Un hilo de sangre recorría la pared de piedra casi negra hasta el suelo, caía con cierta pereza deslizándose por las rocas hasta formar un pequeño charco de color rojo carmesí. Una reina era quien veía el recorrido de la gota de sangre, contemplando cada minucioso detalle con placer. El origen de ese dulce líquido era una cabeza decapitada.

Sin cuello.

Como si aquello fuera un perchero para colgar abrigos, las cabezas de gente inocente o enemigos descansaban en él. Se extendían desde una esquina hasta otra, sin llegar a estar demasiado juntas y abarrotadas. Los rostros de quienes contemplaban la muerte todavía seguían como si alguien les hubiera disecado. Como una sádica forma de guardar el recuerdo. La última pieza había llegado aquella misma mañana y la mujer estaba como un niño con un juguete nuevo.

Cogiéndoles de la cabeza.

Una habitación de las muchas que tenía, la favorita de la reina. Un reino abarcaba de este a oeste el continente más pequeño del mundo, pero no dejaba de ser el más temido. Muy joven llegó al poder. Ella, una hermana menor, asesinó primero a sus padres. La primera vez que cortó unas cabezas fueron las suyas. Aún lo recordaba con el más absoluto placer: mientras dormían, cogió una de las hachas que descansaban en el castillo y, tras varios cortes en el cuello, decapitó a ambos. Luego le echó la culpa a un par de personas del castillo. Nadie la creyó, pero tampoco pudo ser encarcelada.

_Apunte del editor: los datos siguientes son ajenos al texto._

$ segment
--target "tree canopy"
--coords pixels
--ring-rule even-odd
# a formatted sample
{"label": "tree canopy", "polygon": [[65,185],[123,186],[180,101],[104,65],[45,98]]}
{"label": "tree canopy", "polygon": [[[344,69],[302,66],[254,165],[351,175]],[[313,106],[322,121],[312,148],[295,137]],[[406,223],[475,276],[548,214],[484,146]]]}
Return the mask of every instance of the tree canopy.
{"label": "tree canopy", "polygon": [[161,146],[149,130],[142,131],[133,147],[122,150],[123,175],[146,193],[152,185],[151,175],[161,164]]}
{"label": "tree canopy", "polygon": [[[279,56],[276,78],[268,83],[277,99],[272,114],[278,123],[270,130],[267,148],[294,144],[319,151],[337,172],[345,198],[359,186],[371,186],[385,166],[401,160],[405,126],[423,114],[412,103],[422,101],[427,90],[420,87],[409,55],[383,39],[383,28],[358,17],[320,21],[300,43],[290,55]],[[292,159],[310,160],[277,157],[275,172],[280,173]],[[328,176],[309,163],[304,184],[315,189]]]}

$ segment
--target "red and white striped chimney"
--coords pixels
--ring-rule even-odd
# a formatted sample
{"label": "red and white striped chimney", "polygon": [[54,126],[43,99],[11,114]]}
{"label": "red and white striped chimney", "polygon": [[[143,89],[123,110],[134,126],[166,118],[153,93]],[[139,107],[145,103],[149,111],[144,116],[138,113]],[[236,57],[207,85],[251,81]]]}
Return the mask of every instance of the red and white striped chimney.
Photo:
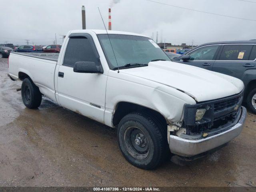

Fue su hermana, la mayor, quien gobernó. Lo hizo rompiendo el legado de muchos reyes que estuvieron en aquel trono. Su piel pálida y su cabello como la nieve dieron la esperanza a un reino que podía salvarse, y así nació la Reina Blanca. Amante de la tragedia, gustadora de lo macabro. Decían que la muerte la traía consigo, de la mano, una muerte pintada de blanco. Quién iba a decir que ella iba a formar parte de todo aquello.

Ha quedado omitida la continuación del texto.